Impact on agriculture

It is important to note that in India, the only GM crop permitted to be imported is cotton. In 2021, it was reported that India is ready to import 15 lakh tons of GM soybean meal, given the increased demand by the poultry industry, after obtaining approval from the relevant authorities. Prior to the introduction of the mentioned guidelines, GM foods were not permitted in the country. In 2010, attempts were made to introduce Bt brinjal which did not materialize.

GM crops will not give farmers the option to switch to organic farming or practice natural farming. Photo: by appointment

Explaining how the introduction of GM foods will affect farmers and farming practices in India, Kapil Shah, director of Jatan, an organization promoting organic farming in Vadodara, Gujarat, said Gaon Login, “If genetically modified foods are allowed today, genetically modified crops could be introduced tomorrow, which will be very harmful to farmers, especially small farmers. It will contaminate non-GM crops through vertical or horizontal gene transfer. GM crops emit toxins unlike non-GM crops due to the BT genes they contain and the herbicides sprayed on them so they are more harmful to the environment.

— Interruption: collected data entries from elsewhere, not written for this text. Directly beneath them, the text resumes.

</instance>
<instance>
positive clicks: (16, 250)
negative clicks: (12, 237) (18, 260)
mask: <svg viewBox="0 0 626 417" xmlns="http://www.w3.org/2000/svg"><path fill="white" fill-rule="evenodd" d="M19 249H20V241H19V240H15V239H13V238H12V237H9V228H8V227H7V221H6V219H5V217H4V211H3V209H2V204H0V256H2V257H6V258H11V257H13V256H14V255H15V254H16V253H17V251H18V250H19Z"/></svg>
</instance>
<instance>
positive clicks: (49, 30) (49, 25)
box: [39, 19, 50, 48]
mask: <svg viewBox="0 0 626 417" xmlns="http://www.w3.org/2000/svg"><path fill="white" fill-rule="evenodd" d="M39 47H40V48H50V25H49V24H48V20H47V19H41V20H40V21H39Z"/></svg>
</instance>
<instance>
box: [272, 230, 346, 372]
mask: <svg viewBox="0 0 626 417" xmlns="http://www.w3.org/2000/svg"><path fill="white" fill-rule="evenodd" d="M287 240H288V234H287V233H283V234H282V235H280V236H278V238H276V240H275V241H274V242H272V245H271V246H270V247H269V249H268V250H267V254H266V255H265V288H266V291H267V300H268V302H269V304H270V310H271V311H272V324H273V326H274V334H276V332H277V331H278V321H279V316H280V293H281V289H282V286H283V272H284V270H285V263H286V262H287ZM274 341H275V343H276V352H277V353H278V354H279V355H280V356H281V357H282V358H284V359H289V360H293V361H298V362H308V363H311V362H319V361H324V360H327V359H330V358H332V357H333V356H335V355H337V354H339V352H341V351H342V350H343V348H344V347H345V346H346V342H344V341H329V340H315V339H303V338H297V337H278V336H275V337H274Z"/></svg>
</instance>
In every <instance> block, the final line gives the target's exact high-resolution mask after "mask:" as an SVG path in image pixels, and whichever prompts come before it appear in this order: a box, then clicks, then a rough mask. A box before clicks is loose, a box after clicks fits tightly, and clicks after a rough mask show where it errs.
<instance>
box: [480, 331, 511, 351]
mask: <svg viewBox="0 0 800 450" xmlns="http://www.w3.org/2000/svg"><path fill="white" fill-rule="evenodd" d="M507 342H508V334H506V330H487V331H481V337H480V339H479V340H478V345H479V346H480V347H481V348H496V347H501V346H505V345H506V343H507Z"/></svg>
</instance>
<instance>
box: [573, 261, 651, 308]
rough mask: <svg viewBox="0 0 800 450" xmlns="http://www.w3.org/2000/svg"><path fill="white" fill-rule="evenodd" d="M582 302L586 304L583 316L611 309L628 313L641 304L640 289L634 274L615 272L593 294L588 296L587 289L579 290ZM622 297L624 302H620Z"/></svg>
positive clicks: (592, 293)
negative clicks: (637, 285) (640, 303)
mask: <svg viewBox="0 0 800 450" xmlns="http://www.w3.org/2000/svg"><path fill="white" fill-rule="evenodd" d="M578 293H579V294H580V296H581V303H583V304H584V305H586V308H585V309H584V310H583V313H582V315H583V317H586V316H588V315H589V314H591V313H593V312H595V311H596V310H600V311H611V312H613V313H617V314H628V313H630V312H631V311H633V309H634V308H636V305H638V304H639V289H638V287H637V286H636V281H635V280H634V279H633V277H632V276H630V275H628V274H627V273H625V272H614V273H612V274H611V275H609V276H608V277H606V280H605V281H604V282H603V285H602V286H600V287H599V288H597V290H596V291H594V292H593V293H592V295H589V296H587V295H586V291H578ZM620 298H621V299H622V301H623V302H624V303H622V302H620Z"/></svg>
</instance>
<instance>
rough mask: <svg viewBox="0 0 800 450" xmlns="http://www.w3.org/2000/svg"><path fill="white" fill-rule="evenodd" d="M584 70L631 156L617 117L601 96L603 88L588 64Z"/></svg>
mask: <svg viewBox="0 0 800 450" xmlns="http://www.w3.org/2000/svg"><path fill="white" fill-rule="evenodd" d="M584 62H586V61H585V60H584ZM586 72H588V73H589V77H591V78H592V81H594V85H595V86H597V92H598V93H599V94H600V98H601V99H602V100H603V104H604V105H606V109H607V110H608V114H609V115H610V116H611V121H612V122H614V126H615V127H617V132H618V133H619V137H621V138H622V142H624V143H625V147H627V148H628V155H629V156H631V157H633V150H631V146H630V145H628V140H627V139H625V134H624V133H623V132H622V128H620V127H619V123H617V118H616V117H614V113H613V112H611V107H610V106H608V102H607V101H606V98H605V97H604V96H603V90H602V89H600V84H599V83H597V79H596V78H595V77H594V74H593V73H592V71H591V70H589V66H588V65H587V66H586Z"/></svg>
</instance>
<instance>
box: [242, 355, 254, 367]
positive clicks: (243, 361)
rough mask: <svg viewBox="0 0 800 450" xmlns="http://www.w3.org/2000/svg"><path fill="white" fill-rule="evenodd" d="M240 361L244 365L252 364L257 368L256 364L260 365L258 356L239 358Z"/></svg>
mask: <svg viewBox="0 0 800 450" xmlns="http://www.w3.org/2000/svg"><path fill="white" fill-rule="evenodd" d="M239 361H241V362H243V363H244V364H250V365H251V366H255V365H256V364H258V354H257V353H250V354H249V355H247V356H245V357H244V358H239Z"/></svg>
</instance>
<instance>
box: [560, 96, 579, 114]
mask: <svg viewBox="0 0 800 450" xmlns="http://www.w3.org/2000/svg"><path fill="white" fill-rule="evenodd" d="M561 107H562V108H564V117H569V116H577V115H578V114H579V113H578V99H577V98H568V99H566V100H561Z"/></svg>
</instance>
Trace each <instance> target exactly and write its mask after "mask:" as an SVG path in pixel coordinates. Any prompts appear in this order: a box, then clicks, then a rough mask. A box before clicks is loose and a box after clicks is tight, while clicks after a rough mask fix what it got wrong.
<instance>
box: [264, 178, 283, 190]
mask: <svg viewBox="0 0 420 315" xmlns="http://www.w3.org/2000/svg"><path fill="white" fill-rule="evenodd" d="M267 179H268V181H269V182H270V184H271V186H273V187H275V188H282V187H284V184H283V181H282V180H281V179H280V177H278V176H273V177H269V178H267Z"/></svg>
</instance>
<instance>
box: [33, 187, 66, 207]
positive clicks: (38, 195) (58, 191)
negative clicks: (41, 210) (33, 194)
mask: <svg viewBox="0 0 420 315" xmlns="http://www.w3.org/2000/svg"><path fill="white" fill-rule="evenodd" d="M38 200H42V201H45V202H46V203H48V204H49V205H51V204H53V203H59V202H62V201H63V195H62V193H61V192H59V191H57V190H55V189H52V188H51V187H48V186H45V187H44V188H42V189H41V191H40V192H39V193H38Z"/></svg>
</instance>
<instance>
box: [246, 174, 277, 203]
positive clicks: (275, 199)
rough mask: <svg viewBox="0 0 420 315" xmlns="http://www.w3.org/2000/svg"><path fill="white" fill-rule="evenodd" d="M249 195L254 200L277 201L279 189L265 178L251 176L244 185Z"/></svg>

Speaking about the need to test and monitor the harmful effects of GM crops on the environment, Shah added that GM crops disrupt agricultural ecology. “It can pollute air, water, including aquatic life and soil organisms too,” he said.

Shah also pointed out that using GM crops will not give farmers the option to switch to organic farming or practice natural farming. “The use of chemicals will also increase the cost of production for farmers. On top of that, if the neighbor of an organic farmer uses GM crops, his crop will also be contaminated. Debris from BT or GM crops remain in the soil which carries Bt toxins. toxins,” he said.

In addition, he also said that seed companies want farmers to buy seeds from the market every year, and that GM technology is used in such a way that farmers lose their seed sovereignty, which is very fundamental for the Food Safety.

Also read: A masterclass on natural farming: Governor of Gujarat Acharya Devvrat in conversation with Neelesh Misra

The draft FSSAI regulations can be accessed here.